Question

How do you identify the important parts of `y + x^2 = 8x − 12` to graph it?

Answer 1

Please see below.

Explanation:

This is a typical quadratic equation, which in vertex form appears as `y=a(x-h)^2+k`, which is a parabola with axis of symmetry as `x=h` and vertex at `(h,k)`, where we have a maxima or minima depending on whether `a` is negative or positive.

In such cases, we need to identify

1. first the axis of symmetry

2. then the vertex and finally

3. a few points on both sides of axis of symmetry.

Hence, let us first convert it into vertex form. As we have `y+x^2=8x-12`, let us convert it into vertex form.
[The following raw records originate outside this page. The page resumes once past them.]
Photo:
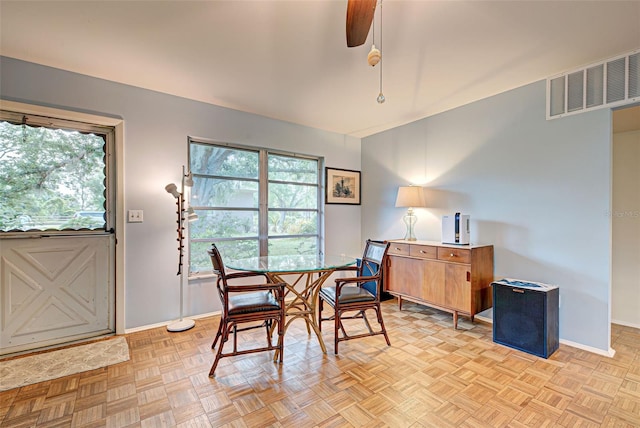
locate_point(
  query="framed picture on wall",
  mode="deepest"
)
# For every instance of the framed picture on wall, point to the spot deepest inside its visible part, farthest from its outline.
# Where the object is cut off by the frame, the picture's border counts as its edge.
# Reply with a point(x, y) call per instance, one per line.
point(343, 186)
The equation becomes

`y=-x^2+8x-12`

i.e. `y=-1(x^2-2xx4xx x+4^2-4^2)-12`

or `y=-1(x-4)^2+16-12`

or `y=-1(x-4)^2+4`

Now as `a=-1`, we have a maxima at `(4,4)`

axis of symmetry is `x=4`

Let us choose points with `x={-4,-2,0,2,6,8,10,12}`
(around `x=4`)

Corresponding value of `y` will be `y={-60,-32,-12,0,0,-12,-32,-60}`

and graph appears as follows:
graph{y+x^2=8x-12 [-6, 14, -70, 10]}